S. Valentino, Giove, port wall

Even more impressive are the remains around the deserted fattoria of Malvicino. We are now on a high terrace overlooking Attigliano, the Tiber and to our west, Monte Cimino. Below the fattoria’s 19th-century tower is a square base of immense proportions, perhaps for a Roman tower, or conceivably a mausoleum. Even more impressive is the northern block of the fattoria. Early medieval construction mixed with Roman spolia suggest that this is a 11th- or 12th-century tower. Around it the fields are littered with tile and ceramics mixed in with pozzolana. Beyond is an outcrop with deep caves, remains, in my view of medieval to early modern dwellings. Once known as Civita Vecchia, this was clearly a Roman centre of some importance that had a more limited medieval afterlife.

Malvicino fattoria with medieval origins

On we drive, passing throngs of orange suited hunters. Sergio points out a Roman columbarium, perhaps for doves rather than funerary vases. We pause at an Etruscan wall and he draws my attention to points where antiquarians report Etruscan tombs.

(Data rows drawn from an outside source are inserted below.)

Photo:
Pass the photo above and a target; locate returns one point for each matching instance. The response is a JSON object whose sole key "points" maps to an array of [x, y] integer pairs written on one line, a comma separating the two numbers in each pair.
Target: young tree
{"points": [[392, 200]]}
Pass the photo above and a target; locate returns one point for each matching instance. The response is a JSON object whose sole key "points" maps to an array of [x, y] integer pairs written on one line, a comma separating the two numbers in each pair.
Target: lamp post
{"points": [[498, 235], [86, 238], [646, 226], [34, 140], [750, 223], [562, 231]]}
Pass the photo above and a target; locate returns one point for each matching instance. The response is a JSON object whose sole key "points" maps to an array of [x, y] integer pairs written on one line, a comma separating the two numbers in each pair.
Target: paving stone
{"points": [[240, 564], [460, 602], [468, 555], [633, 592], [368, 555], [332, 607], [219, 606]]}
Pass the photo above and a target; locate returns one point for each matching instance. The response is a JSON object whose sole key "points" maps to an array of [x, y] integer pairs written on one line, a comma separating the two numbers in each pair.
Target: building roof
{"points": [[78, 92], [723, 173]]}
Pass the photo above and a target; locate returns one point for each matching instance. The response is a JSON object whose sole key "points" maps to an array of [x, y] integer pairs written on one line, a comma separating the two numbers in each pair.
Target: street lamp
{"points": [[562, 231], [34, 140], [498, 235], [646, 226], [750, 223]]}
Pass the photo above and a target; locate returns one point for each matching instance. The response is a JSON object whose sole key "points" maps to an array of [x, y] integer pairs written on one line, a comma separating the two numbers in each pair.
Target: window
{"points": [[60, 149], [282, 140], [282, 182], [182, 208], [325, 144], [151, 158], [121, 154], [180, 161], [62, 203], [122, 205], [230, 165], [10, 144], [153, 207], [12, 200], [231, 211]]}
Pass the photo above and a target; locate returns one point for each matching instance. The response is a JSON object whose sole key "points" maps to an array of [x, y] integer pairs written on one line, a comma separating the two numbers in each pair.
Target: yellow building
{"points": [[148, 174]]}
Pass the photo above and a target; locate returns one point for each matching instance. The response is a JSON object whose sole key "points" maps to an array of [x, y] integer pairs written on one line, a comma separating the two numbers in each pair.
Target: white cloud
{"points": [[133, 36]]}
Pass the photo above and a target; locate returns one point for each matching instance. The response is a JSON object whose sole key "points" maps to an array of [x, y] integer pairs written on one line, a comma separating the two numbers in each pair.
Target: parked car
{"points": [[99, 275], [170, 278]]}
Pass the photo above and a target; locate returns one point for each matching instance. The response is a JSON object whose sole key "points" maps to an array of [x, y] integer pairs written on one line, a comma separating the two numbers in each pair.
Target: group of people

The mud is thick under foot, but the potsherds show up like lights in the sodden earth. These archaeological truffles are all the more amazing because here, in the Tiber valley, an hour out of Rome, the great revolution in archaeological mapping never arrived. To this end Sergio is diligently performing his civic duty, with the support of Giove’s mayor, hopeful that in time this patrimony is made safe. In every sense it is a magical tour of authentic, undocumented archaeology on a breathtakingly beautiful November afternoon. As darkness falls the hunters fire off their final shots.